I entered high school in the fall of the year 2000. Girls were supposed to be skinny and suck their stomachs in, wear low rider pants (which were uncomfortable) and have absolutely no body hair. You were supposed to hide your mental health “issues” and not let anybody see it. “Bad kids” got taken out of school and put in kid jail. Parents would say “you don’t want to end up like them.” Don’t get pregnant, don’t be gay, etc.
It wasn’t just the parents. There was a hierarchy and kids on top made fun of the bottom kids who, in retrospect, were probably dealing with some tough stuff in their personal lives outside of school. The bottom kids learned to hide themselves by looking down, being quiet, and letting people bully them. Alternately, other bottom kids acted out by getting in fights and then getting put in suspension or kicked out of school. The bottom kids were shunned. It is hard to hide anger and sadness and the body works hard to stuff that kind of stuff down.
Things have changed a lot in the past 2 decades. People openly talk about mental health stuff now. Many people openly discuss their mental health diagnoses as well as the medication they take. Therapy and counseling are now looked at as a good thing (instead of something shameful that you hide). I guess you could say that we are more woke now.
But what about the people who have been socialized to stuff their problems down and lie about who they are in order to exist in their family, school, neighborhood, and then workplace hierarchies? What about the countless people (such as the kids of the 80s that came of age during a repressive cultural atmosphere) that are having a hard time being real with themselves about who they really are?
I started this blogpost with a comment on the fact that I am putting a lot more focus on exercise and meditation. What this book has taught me is that I, too, (like the war-rattled soldier) have stored trauma sensations that raise up and control me. And exercise and meditation help me to take the control BACK. I mentioned that a lot of us kids of the 80s have a hard time being real with OURSELVES about who we are because of the restrictive imprints of our culture, society, and the media. We essentially learned to turn our selves off or to ignore ourselves. Stuffing down our feelings and emotions in order to exist in society.
I think that this relates to the soldier trauma. Both examples demonstrate how trauma causes people to not feel at home in their lives. Both examples demonstrate a need to be vigilant for threats. (“Is the enemy around?” “Are the mean girls going to make fun of the dark hair on my forearms?” “I’m scared to tell my dad I’m gay.”)

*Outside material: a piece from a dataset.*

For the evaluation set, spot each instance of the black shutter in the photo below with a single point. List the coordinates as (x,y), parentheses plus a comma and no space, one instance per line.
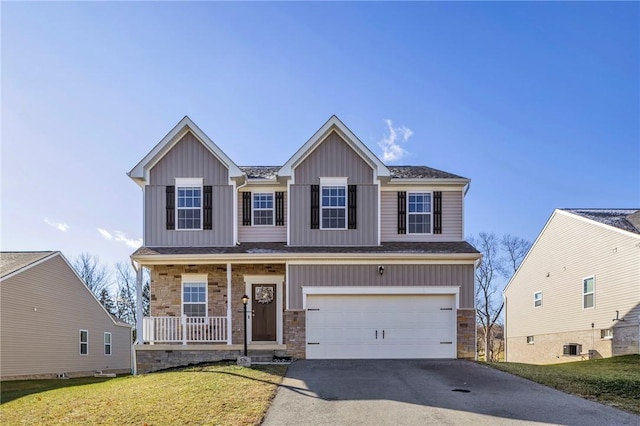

In order to have a sense of control in one’s own life, one has to have control (to a certain reasonable extent) over their body processes. A former soldier deserves to be able to enjoy New Year’s with his sexy wife without becoming a scared puppy cowering in the bathroom. Everyone deserves to feel comfortable in a bathing suit in the summertime when it’s hot, without feeling ashamed of their body. Everyone deserves to love who they want to love without fear of backlash from their community.
So how do we feel relaxed and comfortable in our bodies? What works for me is meditation, breathwork, and exercise. Learning these skills (which are often referred to as “mindfulness skills”) helps me tune my body like a musical instrument. When my body feels tense, yoga asanas help to release the tension. When I get worked up and my breath gets quick and shallow, practiced breathing techniques help me get deeper breaths and chill out. When my mind races with cyclical fear-based thoughts, meditative mantras or mandalas can help break that cycle.
So yeah, I am exercising more. And I feel more comfortable in my own skin. Today is the summer solstice. My yoga practice was great this morning.